Obama chega à Argentina para visita de dois dias

Viagem visa relançar relações com país sul-americano depois de mais de uma década de distanciamento entre as duas nações. Presidente dos EUA participa de cerimônias que marcam os 40 anos do golpe militar argentino.

O presidente dos Estados Unidos, Barack Obama, chegou nesta quarta-feira (23/03) a Buenos Aires para uma visita de dois dias, com o objetivo de restabelecer a confiança mútua e a cooperação entre os dois países.

O avião presidencial Air Force One pousou, trazendo Obama e sua família, no aeroporto de Ezeiza vindo de Havana, Cuba.

A visita de Obama ocorre no âmbito do relançamento das relações com a Argentina e para impulsionar o comércio bilateral, depois de mais de uma década de distanciamento entre os dois países.

Para esta quarta-feira, é prevista uma reunião de Obama com o presidente da Argentina, Mauricio Macri, seguida de uma entrevista coletiva conjunta.

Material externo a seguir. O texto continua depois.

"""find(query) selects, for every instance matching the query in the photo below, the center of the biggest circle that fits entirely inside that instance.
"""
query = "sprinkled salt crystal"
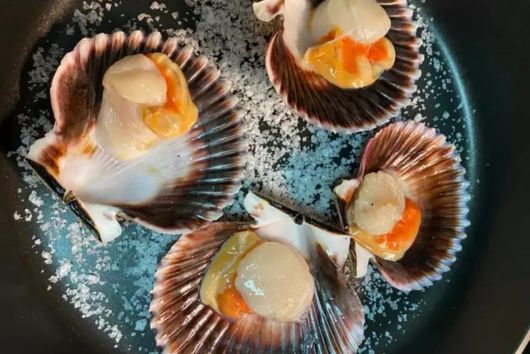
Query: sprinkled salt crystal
(47, 257)
(155, 5)
(140, 325)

São programadas durante o encontro assinaturas de acordos e convênios de cooperação sobre energia nuclear, infraestrutura, comunicações, educação, energia, direitos humanos e agronegócio, entre outros.

Na quinta-feira, dia dos 40 anos do golpe de Estado de março de 1976, está agendada uma homenagem às vítimas da ditadura, quando Obama visita o Parque da Memória, que lembra os milhares de desaparecidos durante o regime militar.

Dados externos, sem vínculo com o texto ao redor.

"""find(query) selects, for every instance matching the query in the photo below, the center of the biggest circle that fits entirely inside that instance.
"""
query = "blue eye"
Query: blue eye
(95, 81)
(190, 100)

Protocolos de uma reunião de 1970 entre o então secretário de Estado americano, Henry Kissinger, e o então ministro do Exterior da Argentina parecem mostrar Kissinger dando sua aprovação para a repressão aos dissidentes, como parte dos esforços da Guerra Fria para afastar a ameaça comunista.

Protestos

Obama prometeu na semana passada disponibilizar os documentos da CIA e do FBI relacionados ao regime militar argentino.

Há notícias de que academias militares dos EUA treinaram militares da Argentina e de outros regimes latino-americanos em técnicas de tortura.

Partidos políticos de esquerda anunciaram protestos em Buenos Aires e Bariloche, cidade onde Obama tem programada visita na quinta-feira. Eles afirmam que a presença de um líder dos EUA na época do aniversário do golpe é um desrespeito às famílias dos milhares que foram assassinados ou que desapareceram.

O chefe de governo americano permanecerá na Argentina após o fim da visita oficial, com sua mulher, as duas filhas do casal e sua sogra, numa viagem privada à Patagônia.

Devido aos atentados de terça-feira em Bruxelas, a Argentina decidiu aumentar o nível de alerta de segurança da visita de Obama. Cerca de três mil policiais participam do esquema de segurança.